Meloni e le cavallette

L’ossessione dei Conservatori per le novità

StrettoWeb

Di Kirieleyson – Nei giorni scorsi l’Unione Europea ha autorizzato la commercializzazione per uso alimentare della farina di grillo – ché? Beppe Grillo si è aperto un mulino? –   ma no, stiamo parlando degli insetti.

L’argomento è stato ripreso su moltissimi media, facendo suscitare in alcuni anche qualche ilarità, anche se ciò, in verità, non rappresenta una novità assoluta, dato che era già possibile utilizzare larve e locuste per produrre cibi.

E poi, fermo restando che la cucina italiana è senza dubbio tra le migliori al mondo, grilli e insetti vari sono utilizzati da sempre nelle diete di tanti paesi asiatici, anche aventi un grado di “civilizzazione” elevato.

Peraltro, la FAO (Organizzazione delle Nazioni Unite per l’Alimentazione e l’Agricoltura) afferma che il consumo di insetti è una pratica alimentare seguita da circa 2 miliardi di persone e che probabilmente quelli diventeranno il cibo del futuro.

Infatti gli insetti sarebbero molto proteici (più della carne rossa), quindi molto nutrienti e pare anche abbastanza gustosi. Inoltre, per la loro produzione, si consumano molta meno energia e risorse naturali di quanto non se ne consumino nell’allevamento animale tradizionale.

Un amico, che è tornato recentemente dalla Tailandia, mi ha riferito di avere mangiato delle cavallette, non ricordo se fritte o arrostite, trovandole assolutamente buone, simili alle patatine fritte.

Dalle parti di Palazzo Chigi pare che invece non abbiano gradito la novità e, per ribadire la loro posizione tradizionalista, hanno proclamato che difenderanno le aziende da chi “vuol farci mangiare polvere di cavallette”.

La cosa in verità non deve sorprendere. Infatti, da che il mondo e mondo, i conservatori di ogni paese hanno sempre avversato le novità e la diversità, in nome della tradizione.

Si racconta che alcuni secoli fa, nello Stato delle Chiesa esisteva una congrega chiamata “Fratelli dello Stato Pontificio” i quali avevano la fissa della tradizione, della purezza della lingua e di qualcos’altro.

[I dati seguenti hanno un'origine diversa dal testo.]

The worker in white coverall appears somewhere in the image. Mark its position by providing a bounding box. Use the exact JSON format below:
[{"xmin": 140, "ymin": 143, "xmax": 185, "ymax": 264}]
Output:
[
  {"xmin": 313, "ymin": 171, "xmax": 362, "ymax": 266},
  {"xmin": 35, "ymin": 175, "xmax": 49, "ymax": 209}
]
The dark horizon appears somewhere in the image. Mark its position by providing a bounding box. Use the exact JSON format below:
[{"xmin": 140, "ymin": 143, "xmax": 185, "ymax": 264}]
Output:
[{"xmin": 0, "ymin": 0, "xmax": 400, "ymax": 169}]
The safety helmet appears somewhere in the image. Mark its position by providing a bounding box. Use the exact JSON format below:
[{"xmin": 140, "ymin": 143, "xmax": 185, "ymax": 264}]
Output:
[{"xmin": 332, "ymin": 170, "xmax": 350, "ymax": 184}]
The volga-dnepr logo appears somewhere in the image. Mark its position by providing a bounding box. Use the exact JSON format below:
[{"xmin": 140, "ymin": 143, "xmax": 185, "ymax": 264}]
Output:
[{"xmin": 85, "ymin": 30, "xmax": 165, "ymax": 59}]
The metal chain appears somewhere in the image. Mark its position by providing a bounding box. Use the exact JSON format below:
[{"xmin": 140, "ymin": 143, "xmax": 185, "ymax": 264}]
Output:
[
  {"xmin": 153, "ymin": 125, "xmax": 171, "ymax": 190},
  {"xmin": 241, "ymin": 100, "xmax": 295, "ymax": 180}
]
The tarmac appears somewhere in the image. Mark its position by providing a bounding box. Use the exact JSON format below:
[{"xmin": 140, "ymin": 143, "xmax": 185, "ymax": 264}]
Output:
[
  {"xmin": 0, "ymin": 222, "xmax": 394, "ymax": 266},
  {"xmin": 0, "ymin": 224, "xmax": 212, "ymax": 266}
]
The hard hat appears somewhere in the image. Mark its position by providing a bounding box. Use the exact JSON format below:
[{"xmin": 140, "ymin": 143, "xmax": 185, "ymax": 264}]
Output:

Quando cominciarono a diffondersi in Europa patate e pomodori, quei patrioti non la presero bene, giustamente preoccupati per l’inquinamento culturale che quei prodotti avrebbero potuto apportare nella società, precisando che nessuno li avrebbe potuto costringere mangiare quegli alimenti alieni, che solo dei selvaggi come i nativi delle Americhe avrebbero potuto ingerire e che pertanto essi avrebbero continuato a mangiare solo abbacchio, cicoria e le altre pietanze della tradizione romana.

Ma, ancor di più, cercarono di convincere il Papa a scomunicare chi avesse cucinato pomodori o patate.

Fortunatamente il Papa, della richiesta della congrega se ne infischiò, anzi parlando dal suo balcone in Piazza san Pietro, affermò che ognuno era libero di mangiare pomodori o patate, anche se questi non facevano parte della tradizione cristiana e romana.

E pensare che il Papa, a quei tempi, non poteva di certo passare per innovatore. Ma, evidentemente, sapeva guardare un po’ più lontano dei Fratelli. 

Come andò a finire è noto: il nostro Paese (scusate volevo dire la nostra Nazione) ha saputo utilizzare quei prodotti meglio di tanti altri, tanto che sono diventati un elemento imprescindibile della nostra cucina, con buona pace dei tradizionalisti.